Ya he hablado varias veces de lo peculiares que son a veces mis trabajos. He removido el fango de una laguna glaciar con una espumadera atada a un palo en mitad de la Antártida, he subido con baterías y otros instrumentos extraños a las cimas de montañas polares, incluso he operado un georadar en un enorme trineo impulsado por el viento a treinta kilómetros por hora sobre la llanura helada de Groenlandia. Pero aquello en lo que ahora ando metido es algo que nunca pensé que llevaría a cabo.
Una llamada del artista visual Rubén Martín de Lucas en un día de primavera me sorprendió mientras le preparaba la merienda a mi hija. Me explicó su plan: quería saber si es posible escalar icebergs y, en caso afirmativo, cómo hacerlo.
Mas o menos un mes después me encuentro en Groenlandia, el lugar donde comencé a trabajar en la montaña hace ya dieciocho años, con el propósito de subirme a unos cuantos témpanos de hielo. El porqué de tal acción aún no lo puedo desvelar pues aparecerá resuelto en forma de obra de arte en breve. Acerca del cómo sí que puedo dar algunas pistas.
A bordo de mi packraft (pequeña embarcación hinchable) y con el apoyo de un kayakista en su piragua de mar nos hemos acercado a hielos de todos los tamaños, algunos pequeños como un coche y otros grandes como edificios. En otros casos me han acercado con una barca a motor hasta el hielo flotante y yo, con las botas calzadas con unos crampones y vestido con un traje seco, me he encaramado hasta lo alto del iceberg tras dar titubeantes pasos.
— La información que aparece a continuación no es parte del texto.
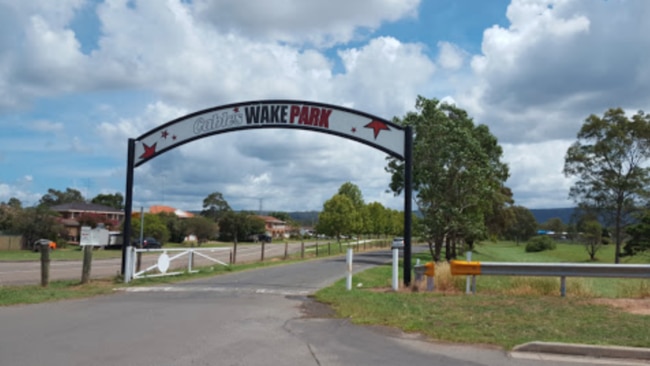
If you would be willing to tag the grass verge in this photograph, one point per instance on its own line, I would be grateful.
(491, 317)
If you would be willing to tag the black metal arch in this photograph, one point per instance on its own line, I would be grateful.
(396, 141)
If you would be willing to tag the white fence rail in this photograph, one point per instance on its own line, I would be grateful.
(164, 261)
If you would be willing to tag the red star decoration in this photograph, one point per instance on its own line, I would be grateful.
(377, 126)
(149, 151)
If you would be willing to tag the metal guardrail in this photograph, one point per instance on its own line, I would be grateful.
(561, 270)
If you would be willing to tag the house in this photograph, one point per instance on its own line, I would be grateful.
(274, 227)
(167, 209)
(73, 213)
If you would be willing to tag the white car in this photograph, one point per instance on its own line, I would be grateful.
(398, 243)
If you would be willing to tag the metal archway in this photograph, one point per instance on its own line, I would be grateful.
(348, 123)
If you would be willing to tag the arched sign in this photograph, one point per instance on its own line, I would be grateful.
(288, 114)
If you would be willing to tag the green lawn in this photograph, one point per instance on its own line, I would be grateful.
(505, 311)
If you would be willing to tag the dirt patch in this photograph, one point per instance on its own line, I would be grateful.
(313, 309)
(633, 306)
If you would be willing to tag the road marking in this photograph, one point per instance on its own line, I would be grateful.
(249, 290)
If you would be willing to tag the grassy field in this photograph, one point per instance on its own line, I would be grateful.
(506, 311)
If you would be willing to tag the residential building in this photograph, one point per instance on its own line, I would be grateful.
(71, 213)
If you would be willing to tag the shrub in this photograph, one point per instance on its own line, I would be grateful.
(540, 243)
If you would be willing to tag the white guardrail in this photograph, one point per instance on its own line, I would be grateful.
(164, 261)
(561, 270)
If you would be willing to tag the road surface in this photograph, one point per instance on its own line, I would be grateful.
(257, 317)
(25, 273)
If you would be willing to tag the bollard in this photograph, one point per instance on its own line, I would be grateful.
(45, 262)
(430, 272)
(87, 262)
(348, 259)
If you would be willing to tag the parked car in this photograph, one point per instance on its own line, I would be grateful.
(398, 243)
(264, 237)
(38, 244)
(147, 243)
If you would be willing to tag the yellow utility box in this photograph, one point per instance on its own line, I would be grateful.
(465, 268)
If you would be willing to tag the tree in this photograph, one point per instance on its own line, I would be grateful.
(215, 206)
(115, 200)
(202, 227)
(8, 213)
(592, 238)
(524, 225)
(35, 223)
(457, 170)
(609, 160)
(500, 216)
(55, 197)
(154, 226)
(353, 192)
(175, 226)
(338, 216)
(377, 218)
(554, 224)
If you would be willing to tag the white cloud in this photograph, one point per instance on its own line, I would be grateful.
(558, 62)
(46, 126)
(451, 56)
(536, 173)
(322, 23)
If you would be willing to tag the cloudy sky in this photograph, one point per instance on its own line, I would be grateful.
(80, 77)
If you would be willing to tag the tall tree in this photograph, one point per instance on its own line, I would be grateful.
(592, 238)
(353, 192)
(202, 227)
(55, 197)
(115, 200)
(215, 206)
(554, 224)
(154, 226)
(338, 216)
(639, 235)
(457, 169)
(609, 160)
(378, 218)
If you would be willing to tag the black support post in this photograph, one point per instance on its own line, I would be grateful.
(408, 202)
(128, 203)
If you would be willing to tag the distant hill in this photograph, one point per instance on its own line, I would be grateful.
(543, 214)
(310, 218)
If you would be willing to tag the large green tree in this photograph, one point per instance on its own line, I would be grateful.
(338, 216)
(609, 161)
(457, 171)
(154, 226)
(353, 192)
(215, 206)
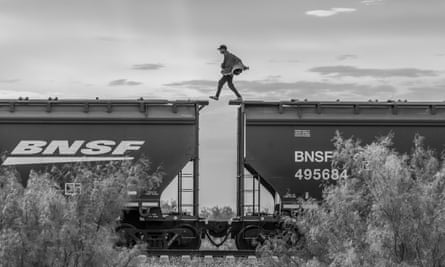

Con mi packraft, en cambio, no era posible usar los crampones pues podría pinchar mi modesto barco y desaparecer este en el fondo del mar quedando yo solitario y a la deriva en el mar oscuro y frío. Pero nada de eso ha pasado. He subido a trece icebergs, en uno de ellos toda la reluciente y compacta masa de hielo crujió al meter en ella un tornillo de hielo. Sobra decir que el crujido me dejó helado.
Rápidamente pedí a la zódiac que viniese a por mí y me sacase de la masa flotante. Otro de ellos comenzó a rugir desde sus entrañas y se animó con un bamboleo que me hizo sudar las manos y temblar las piernas.
Momentos tensos a parte, he disfrutado tremendamente estos días con Rubén y Fernando. Sobre los témpanos brillantes me he sentido capitán de un barco de hielo flotando a la deriva o el efímero rey de un pedazo de agua congelada que, en no mucho tiempo, acabará diluido en las aguas del Ártico.